According to Michael (2001), citing the Encyclopedia Britannica examination is:
The assessment of a person’s performance when confronted with a series of questions, problems or task set for him in order to ascertain the amount of knowledge that he has acquired, extent to which he is able to utilize it or the quality and effectiveness of the skills he had developed.(p.314)
According to Stanley & Hopkins cited in Benson (2004) there was an elaborate system of Civil Service examinations in China several centuries before Christ to select and recruit staff into its civil service. According to him oral questioning dates back to the beginnings of human language. Also, that the Socratic method of instruction involves the skillful interspersing of instruction with oral testing. They further stated that the first form of examination in formalized school setting was oral recitation or disputation. It was used by the greater Universities of Medieval Europe, whereby the students were examined at the end of their courses by means of debate. By the year 120 A.D., the University of Bologna, used this method to examine their doctoral students while in 599 A.D, the Jesuits had introduced written examination into their school system with well formulated rules and regulations governing its conduct.

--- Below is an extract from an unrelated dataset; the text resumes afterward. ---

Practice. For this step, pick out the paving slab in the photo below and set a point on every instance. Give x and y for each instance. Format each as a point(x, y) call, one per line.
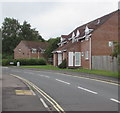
point(13, 102)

Examination is one of the important instruments that every teacher uses to determine the rate and the extent to which the learner has achieved the desired instructional objectives, (Inemodi, 1995). Besides, it is used to measure the effectiveness of teaching strategies. Consequently, examination is used to determine whether a learner is ready for the next stage in an academic programme. The information it provides serves as a basis for the award of certificates as well as selection for specific jobs or assignments. Examination today is part and parcel of the school system. Its basic role includes the following: generating psychometric properties, for certification, prediction, motivation and research purposes. It is the desire of every examinee to pass his or her examination but good performance must be based on honesty and in conformity with the rules and regulations of such examination. Anything to the contrary violates or negates the credibility, validity and the reliability of the examination (Inemodi, 1995). Unfortunately, the average Nigerian student today is so desperate to pass his/her examination that the rules and regulation governing such examinations are never adhered to, giving room to the issue of examination malpractice which is common in the school system today.
Examination malpractice has made it difficult to carry out effective career counselling. This is as a result of the fact that the individual student’s result that could have served, as a guide for proper career counselling is not reliable. Examination malpractice has distorted the test and item qualities and a person’s scores and has rendered such scores meaningless in absolute or relative sense. Since inference about an examinee’s ability according to Nenty (1988) in a given subject area is made based on his/her performance on a number of items sampled to represent that area, examination malpractice makes such inference invalid. Besides, examination malpractice has led to cancellation of results, withholding of candidates’ results, expulsion from school, revocation of certificate and results, de-recognition of centres, termination of appointment or dismissal from service etc. It has also led to mass production of half-baked students who in turn have become nuisance in the society.
Beregha (1988) pointed out that examination malpractice has lowered the predictive validity of the product of education in Nigeria in general and Bayelsa State in particular. It has also reduced the faith of the society on examination as that which provides a guarantee of competence on those examined, to perform task demanded of them by professions or jobs, which they eventually take up after school. Furthermore, it has maimed the ability of the society to identify and develop the potential of most youths in Nigeria. It has equally brought untold hardship and frustration to parents and honest students. Most importantly, it has affected in no small extent, the attitude of students to study and even among the honest ones, it has eroded students’ confidence in and dependence on hard work as a means to success.